There’s no denying the importance of screening prospective tenants before approving them for an apartment lease or other residential property rental. After all, tenant screening can help weed out applicants who pose a financial risk to the property manager or who simply have a less-than-ideal criminal record.
Even among property managers who screen their applicants, however, there are some serious mistakes that are all-too-common.
1. Being Inconsistent with Procedures
One of the biggest mistakes some property managers make when they screen prospective tenants is simply not applying the same screening guidelines and criteria to everybody. For example, one property manager might think it’s okay to let a close friend bypass the application and screening process; after all, he knows the applicant well enough and isn’t worried about the applicant’s financial or criminal history.
Unfortunately, if the applicant is approved without screening and another prospective tenant (who was screened before approval) finds out, this could be grounds for an expensive discrimination lawsuit.
2. Overlooking an Applicant’s Credit Report
Another mistake that far too many property managers make is that of overlooking an applicant’s credit report. Instead, they may simply run a credit check to verify that the applicant is currently making at least three times the monthly rent (that’s the standard in the rental industry) before assuming he or she is financially responsible enough to make consistent rental payments.
However, if that property manager had bothered to look more closely at the prospective tenants credit report, it may have been discovered that the applicant has been late or outright missed several rental and credit card payments in the past–and that he or she is a serious financial risk for the rental property.
3. Not Asking for Bank Statements
Finally, it’s extremely important to ask for copies of an applicant’s recent bank statements before approving them for a rental unit. After all, while the prospective tenants place of employment might verify that he or she makes a comfortable salary, property managers have no way of knowing how much of that person’s salary is tied up in other financial commitments.

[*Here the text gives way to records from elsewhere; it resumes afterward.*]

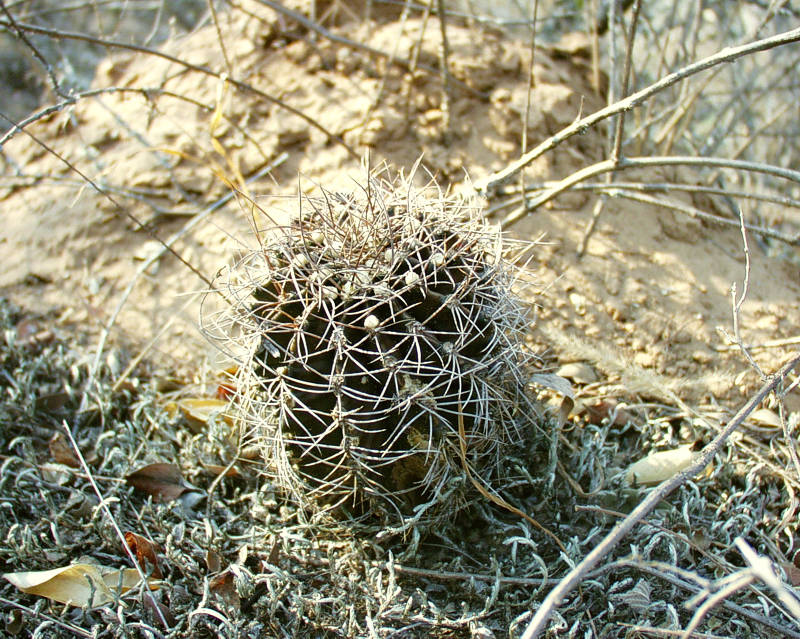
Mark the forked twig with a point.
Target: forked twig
(574, 577)
(729, 54)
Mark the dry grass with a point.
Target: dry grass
(240, 558)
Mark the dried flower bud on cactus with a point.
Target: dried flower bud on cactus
(381, 353)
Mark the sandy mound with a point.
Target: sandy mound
(642, 306)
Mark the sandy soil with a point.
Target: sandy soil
(642, 308)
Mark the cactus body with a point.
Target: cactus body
(383, 352)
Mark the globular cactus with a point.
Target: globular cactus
(382, 364)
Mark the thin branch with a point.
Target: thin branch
(728, 54)
(621, 529)
(628, 163)
(239, 84)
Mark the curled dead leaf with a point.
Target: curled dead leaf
(62, 451)
(766, 417)
(145, 552)
(84, 585)
(163, 481)
(662, 465)
(198, 411)
(578, 372)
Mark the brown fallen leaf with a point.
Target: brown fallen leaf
(224, 586)
(84, 585)
(163, 481)
(145, 552)
(662, 465)
(62, 451)
(199, 410)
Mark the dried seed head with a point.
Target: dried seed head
(383, 357)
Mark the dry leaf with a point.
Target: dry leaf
(62, 451)
(144, 551)
(84, 585)
(657, 467)
(223, 586)
(163, 481)
(766, 417)
(578, 372)
(199, 411)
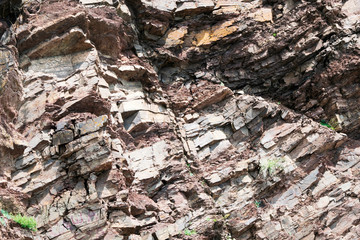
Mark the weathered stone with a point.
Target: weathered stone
(91, 125)
(63, 137)
(209, 138)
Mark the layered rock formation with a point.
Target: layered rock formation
(156, 120)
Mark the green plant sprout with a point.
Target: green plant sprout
(188, 232)
(324, 123)
(2, 221)
(24, 221)
(271, 165)
(5, 214)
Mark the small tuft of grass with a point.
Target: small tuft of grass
(25, 222)
(2, 221)
(269, 166)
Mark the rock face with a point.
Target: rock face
(154, 120)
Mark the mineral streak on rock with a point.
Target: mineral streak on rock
(180, 119)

By taking a look at an applicant’s bank statements, it’s possible to see what the prospective tenant’s free cash flow is like and whether or not he or she has a substantial amount of money reserved in a savings account. This can give property managers a good idea as to whether or not the person would make for a reliable tenant.
By avoiding these common tenant screening mistakes and investing in quality screening software, property managers can enjoy greater peace of mind when processing rental applications.